Depuis longtemps le lecteur-chasseur-cueilleur butine dans les librairies, part en expédition chez les bouquinistes ou demeure à l’affût dans les bibliothèques pour tenter de dénicher cette perle rare et délicieuse qui va, à l’instant T, correspondre à ses désirs secrets. Un art de la chasse, un art du hasard, un art qui doit autant au rat – de bibliothèque furetant partout – qu’au grand fauve – au regard perçant balayant les rayons d’une librairie.

Plonger sous les écrans

Mais tout change. Aujourd’hui, l’électronique permet de pratiquer une nouvelle forme de quête du livre: l’exploration en chambre, immobile, de jour comme de nuit, solitaire, silencieuse, clandestine. De chasseur-cueilleur, le lecteur devient surfeur-espion, plongeur sous la surface des écrans, jongleur de mots clés. Il s’agit d’explorer cette fois, on l’aura compris, les librairies électroniques en ligne, mais aussi les collections de livres du domaine public publiés souvent in extenso sur le Net.

Ce qu’il y a d’effrayant dans la jungle électronique, c’est que le gibier de mots est disponible presque partout, en tout temps, et en quantité inépuisable. Le choix est encore plus ardu dans la vie matérielle. Vous songez à un livre?
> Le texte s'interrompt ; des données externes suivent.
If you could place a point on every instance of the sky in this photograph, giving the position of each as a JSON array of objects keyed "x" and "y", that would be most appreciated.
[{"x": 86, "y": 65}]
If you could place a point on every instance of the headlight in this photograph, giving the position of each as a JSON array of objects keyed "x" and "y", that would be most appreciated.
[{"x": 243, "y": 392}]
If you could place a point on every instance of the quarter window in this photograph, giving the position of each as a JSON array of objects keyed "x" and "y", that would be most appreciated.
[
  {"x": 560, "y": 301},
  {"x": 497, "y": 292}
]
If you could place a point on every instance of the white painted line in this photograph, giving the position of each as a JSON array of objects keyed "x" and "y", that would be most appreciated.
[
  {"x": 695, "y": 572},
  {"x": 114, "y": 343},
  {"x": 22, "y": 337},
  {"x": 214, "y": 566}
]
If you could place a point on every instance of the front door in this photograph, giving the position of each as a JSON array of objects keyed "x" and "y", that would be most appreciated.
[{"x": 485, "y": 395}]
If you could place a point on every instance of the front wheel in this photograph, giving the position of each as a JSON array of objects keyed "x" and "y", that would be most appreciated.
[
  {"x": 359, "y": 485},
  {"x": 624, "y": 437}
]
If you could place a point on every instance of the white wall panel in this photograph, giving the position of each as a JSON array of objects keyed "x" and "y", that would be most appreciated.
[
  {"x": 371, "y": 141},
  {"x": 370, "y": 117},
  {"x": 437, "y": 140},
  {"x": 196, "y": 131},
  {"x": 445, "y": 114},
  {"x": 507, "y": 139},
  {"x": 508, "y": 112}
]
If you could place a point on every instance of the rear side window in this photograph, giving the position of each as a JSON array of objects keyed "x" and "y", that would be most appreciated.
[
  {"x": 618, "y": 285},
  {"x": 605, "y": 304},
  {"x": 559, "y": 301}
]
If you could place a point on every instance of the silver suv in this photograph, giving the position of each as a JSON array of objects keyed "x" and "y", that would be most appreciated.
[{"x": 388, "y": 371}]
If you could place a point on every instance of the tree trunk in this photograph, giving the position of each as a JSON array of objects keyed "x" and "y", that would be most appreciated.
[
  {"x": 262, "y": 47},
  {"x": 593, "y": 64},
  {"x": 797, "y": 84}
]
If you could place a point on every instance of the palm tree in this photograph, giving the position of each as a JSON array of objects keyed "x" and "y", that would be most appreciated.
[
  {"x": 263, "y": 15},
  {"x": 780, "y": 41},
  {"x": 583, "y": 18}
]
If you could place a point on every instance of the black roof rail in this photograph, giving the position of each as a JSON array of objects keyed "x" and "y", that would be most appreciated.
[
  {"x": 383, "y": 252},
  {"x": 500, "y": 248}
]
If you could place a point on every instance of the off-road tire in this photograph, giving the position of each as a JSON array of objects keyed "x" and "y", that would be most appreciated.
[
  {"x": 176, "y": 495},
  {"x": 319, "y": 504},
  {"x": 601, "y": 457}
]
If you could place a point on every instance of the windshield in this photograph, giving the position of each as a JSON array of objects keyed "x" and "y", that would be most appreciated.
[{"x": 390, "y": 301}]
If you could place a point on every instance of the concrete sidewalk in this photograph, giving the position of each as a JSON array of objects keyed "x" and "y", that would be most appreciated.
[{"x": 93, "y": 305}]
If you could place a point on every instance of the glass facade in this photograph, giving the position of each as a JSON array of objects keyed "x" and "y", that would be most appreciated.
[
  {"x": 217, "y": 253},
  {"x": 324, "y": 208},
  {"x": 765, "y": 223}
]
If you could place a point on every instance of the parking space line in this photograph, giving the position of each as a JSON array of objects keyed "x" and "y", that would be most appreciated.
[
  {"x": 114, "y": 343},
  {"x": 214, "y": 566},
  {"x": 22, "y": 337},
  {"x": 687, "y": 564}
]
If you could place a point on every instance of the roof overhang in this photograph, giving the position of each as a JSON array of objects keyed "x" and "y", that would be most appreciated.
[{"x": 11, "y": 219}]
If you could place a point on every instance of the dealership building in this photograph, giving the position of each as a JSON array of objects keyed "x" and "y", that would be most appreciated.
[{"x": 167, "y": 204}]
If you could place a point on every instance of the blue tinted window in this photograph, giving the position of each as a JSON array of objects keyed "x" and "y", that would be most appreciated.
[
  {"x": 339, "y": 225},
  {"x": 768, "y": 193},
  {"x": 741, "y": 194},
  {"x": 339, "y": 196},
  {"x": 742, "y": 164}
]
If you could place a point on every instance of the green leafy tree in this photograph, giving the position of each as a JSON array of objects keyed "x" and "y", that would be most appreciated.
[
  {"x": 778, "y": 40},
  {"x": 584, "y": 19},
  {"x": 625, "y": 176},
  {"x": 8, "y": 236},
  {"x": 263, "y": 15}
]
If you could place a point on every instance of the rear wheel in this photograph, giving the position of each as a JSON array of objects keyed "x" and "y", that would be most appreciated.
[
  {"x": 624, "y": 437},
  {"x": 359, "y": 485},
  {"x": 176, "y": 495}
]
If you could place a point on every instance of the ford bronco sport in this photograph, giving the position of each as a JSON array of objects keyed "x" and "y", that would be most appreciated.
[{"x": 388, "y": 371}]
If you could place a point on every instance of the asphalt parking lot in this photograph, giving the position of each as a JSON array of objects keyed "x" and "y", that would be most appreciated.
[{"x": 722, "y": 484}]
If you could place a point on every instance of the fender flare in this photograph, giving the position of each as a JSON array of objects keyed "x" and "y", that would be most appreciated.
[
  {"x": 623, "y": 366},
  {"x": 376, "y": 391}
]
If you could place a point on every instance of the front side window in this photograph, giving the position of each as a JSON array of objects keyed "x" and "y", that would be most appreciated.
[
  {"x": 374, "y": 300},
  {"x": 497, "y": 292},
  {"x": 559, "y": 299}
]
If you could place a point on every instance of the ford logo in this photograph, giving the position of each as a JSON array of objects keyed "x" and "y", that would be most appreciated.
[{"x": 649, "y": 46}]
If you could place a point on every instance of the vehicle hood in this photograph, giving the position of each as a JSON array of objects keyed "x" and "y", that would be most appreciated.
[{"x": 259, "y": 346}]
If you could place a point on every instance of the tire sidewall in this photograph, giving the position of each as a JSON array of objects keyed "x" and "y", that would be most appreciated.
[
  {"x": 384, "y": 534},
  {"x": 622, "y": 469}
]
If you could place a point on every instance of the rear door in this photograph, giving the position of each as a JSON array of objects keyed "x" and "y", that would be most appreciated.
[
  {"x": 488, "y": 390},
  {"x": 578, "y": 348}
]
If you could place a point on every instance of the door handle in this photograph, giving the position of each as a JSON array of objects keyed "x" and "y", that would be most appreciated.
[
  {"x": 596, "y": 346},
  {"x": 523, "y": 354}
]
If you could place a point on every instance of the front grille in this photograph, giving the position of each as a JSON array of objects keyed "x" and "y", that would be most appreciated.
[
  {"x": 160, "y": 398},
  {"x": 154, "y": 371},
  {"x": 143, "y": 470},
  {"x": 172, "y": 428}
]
Vous tapez le nom de l’auteur et le voilà qui apparaît. Il faut payer pour lire. Mais avant, vous pouvez prendre une part du livre en otage. Quelques pages s’affichent, le début se télécharge, l’extrait est à vous. Gratuitement. Le livre est votre otage, à moins que ce ne soit vous qu’il retienne dans ses filets.

L’exercice est périlleux. Il faut éviter les livres à la mode qui clignotent dans tous les coins et se méfier de ceux que des algorithmes singulièrement empotés pensent que vous devriez lire, ne pas donner son adresse IP trop à la légère.

Chasse miraculeuse

Au fond des bibliothèques virtuelles, des merveilles, sauvées de la disparition, dorment, parfois. J’y ai trouvé Les Rêves et les moyens de les diriger, un ouvrage étonnant sur le rêve lucide de Jean Léon d’Hervey; Une Journée dans le détroit, œuvre singulière d’un poète récemment disparu, Emmanuel Hocquard; L’Eternité par les astres d’Auguste Blanqui dans la magnifique collection XIX de la Bibliothèque nationale de France. Autant de pépites remontées du fond du puits la nuit.

Le seul défaut de cette chasse miraculeuse, c’est son égoïsme. Elle demeure privée. Le festin de mots reste solitaire. Pas question de passer à quelqu’un d’autre votre beau livre, impossible de le prêter sauf à partager l’écran. Si beaucoup de beaux inconnus dorment d’un sommeil de pixels, les noces du lecteur et du livre électronique sont plutôt monogames.